2. Auftrag Kappeler betreffend Anteil Elektrofahrzeuge an Neufahrzeugen 

Nach dem Prinzip «steter Tropfen höhlt den Stein» wird versucht, den Kanton dazu zu bringen, den An-teil der Elektrofahrzeuge an Neufahrzeugen mit Unterstützung von staatlichen Mitteln zu erhöhen. Im Auftrag vom 12. Februar 2019 verlangen die Initianten eine weitergehende Ökologisierung der Motorfahrzeugsteuern bzw. eine Ausrichtung von Subventionen an Dritte, wenn sie sich für den Kauf von Elektrofahrzeugen entscheiden.
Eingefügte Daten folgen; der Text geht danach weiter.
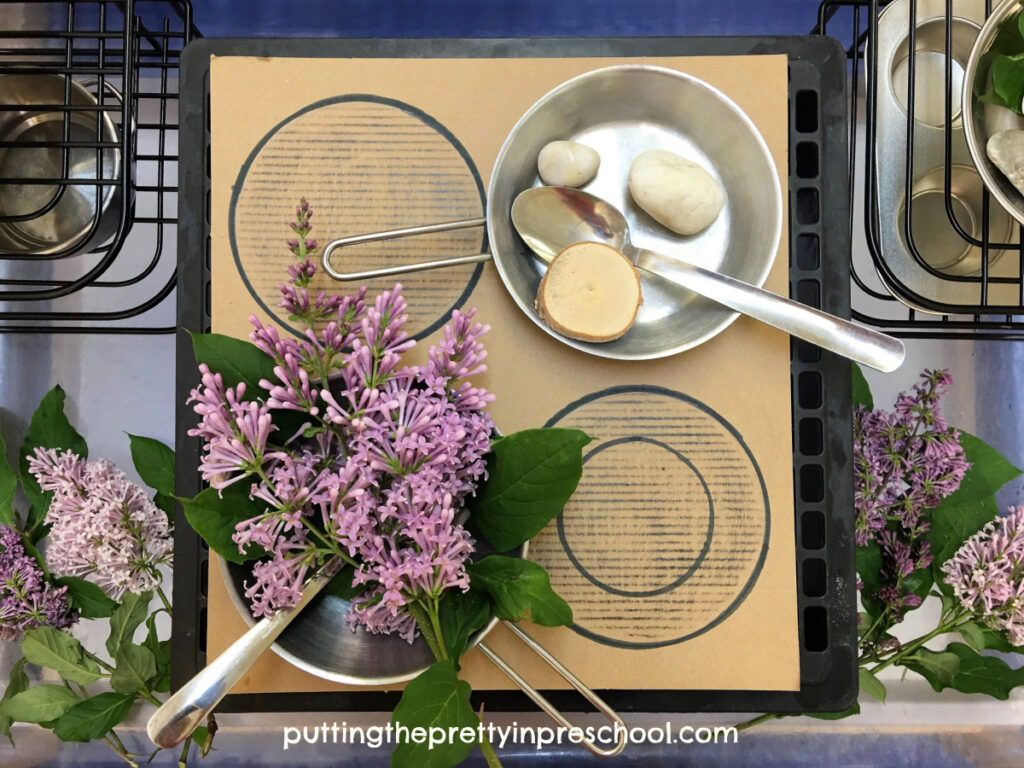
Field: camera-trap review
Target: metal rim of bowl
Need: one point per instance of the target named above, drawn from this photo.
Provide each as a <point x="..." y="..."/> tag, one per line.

Zurecht lehnt die Regierung diesen Auftrag ab. Die Motorfahrzeugsteuern für Elektrofahrzeuge sind schon heute mit rund 100 Franken sehr gering, eine zusätzliche Entlastung um diesen Betrag vermag den Kaufentscheid nicht zu beeinflussen, weshalb die Lenkungswirkung versagt. Abstrus erscheint uns der Vorschlag, mit Steuergeldern Fahrzeuge und Ladegeräte für den privaten Gebrauch zu subventionieren. Wenn der Markt wirklich so floriert, wie die Initianten des Auftrags behaupten, ist eine Kaufunterstützung wirklich fehl am Platz. Wir bitten Sie, sehr geehrte Damen und Herren Grossräte, auch den Auftrag Kappeler abzulehnen.